BIO: John Stacy enjoys both writing and visual arts. In addition to Unwired Girl he is working on a graphic autobiography focusing on his childhood in Long Beach and the interplay of an Anglo-Hispanic family in Mid-Century California. John teaches English Literature online for Barstow College where he enjoys emeritus status. His collection of short stories and poems, 21 Nets That Once Contained Butterflies, may be found in the CSULB Library.
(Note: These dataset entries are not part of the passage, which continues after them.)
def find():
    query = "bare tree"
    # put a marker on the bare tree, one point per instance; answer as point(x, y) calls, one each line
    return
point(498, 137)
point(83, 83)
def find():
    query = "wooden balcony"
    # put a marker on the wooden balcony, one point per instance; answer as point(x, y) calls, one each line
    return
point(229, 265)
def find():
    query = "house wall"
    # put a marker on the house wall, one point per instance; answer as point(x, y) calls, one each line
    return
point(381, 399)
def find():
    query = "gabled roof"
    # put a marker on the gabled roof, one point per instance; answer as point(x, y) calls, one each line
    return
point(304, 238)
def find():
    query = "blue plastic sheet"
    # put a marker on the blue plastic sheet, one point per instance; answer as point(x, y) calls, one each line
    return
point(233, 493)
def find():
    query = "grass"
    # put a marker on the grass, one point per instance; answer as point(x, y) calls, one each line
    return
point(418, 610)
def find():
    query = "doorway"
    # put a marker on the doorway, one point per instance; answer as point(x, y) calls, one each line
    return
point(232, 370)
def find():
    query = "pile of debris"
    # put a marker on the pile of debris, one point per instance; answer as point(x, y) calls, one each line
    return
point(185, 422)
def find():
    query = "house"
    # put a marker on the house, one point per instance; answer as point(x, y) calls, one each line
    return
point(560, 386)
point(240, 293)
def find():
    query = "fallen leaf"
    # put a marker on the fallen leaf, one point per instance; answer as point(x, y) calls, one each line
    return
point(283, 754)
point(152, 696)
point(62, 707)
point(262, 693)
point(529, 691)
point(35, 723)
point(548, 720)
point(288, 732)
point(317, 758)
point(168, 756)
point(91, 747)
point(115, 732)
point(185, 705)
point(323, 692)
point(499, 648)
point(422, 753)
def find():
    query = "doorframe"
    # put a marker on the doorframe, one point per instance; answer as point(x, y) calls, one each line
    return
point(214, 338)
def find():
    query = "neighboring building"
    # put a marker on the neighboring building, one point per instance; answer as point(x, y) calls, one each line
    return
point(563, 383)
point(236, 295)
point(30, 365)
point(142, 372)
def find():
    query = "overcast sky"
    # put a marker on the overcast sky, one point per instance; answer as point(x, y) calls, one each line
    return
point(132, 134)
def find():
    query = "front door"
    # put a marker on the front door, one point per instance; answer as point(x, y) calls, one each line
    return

He and his wife Joyce live across from Whaley Park in Long Beach where they enjoy walking their two dogs Archie and Sheila.



[1] In an earlier chapter K is sent to see Botham the high school shrink after she inadvertently destroys an Apple computer by trying to hit the non-resistant return carriage bar. Botham suggests she might be happier in a special camp for mal-adjusted rebels, an idea her mother later endorses.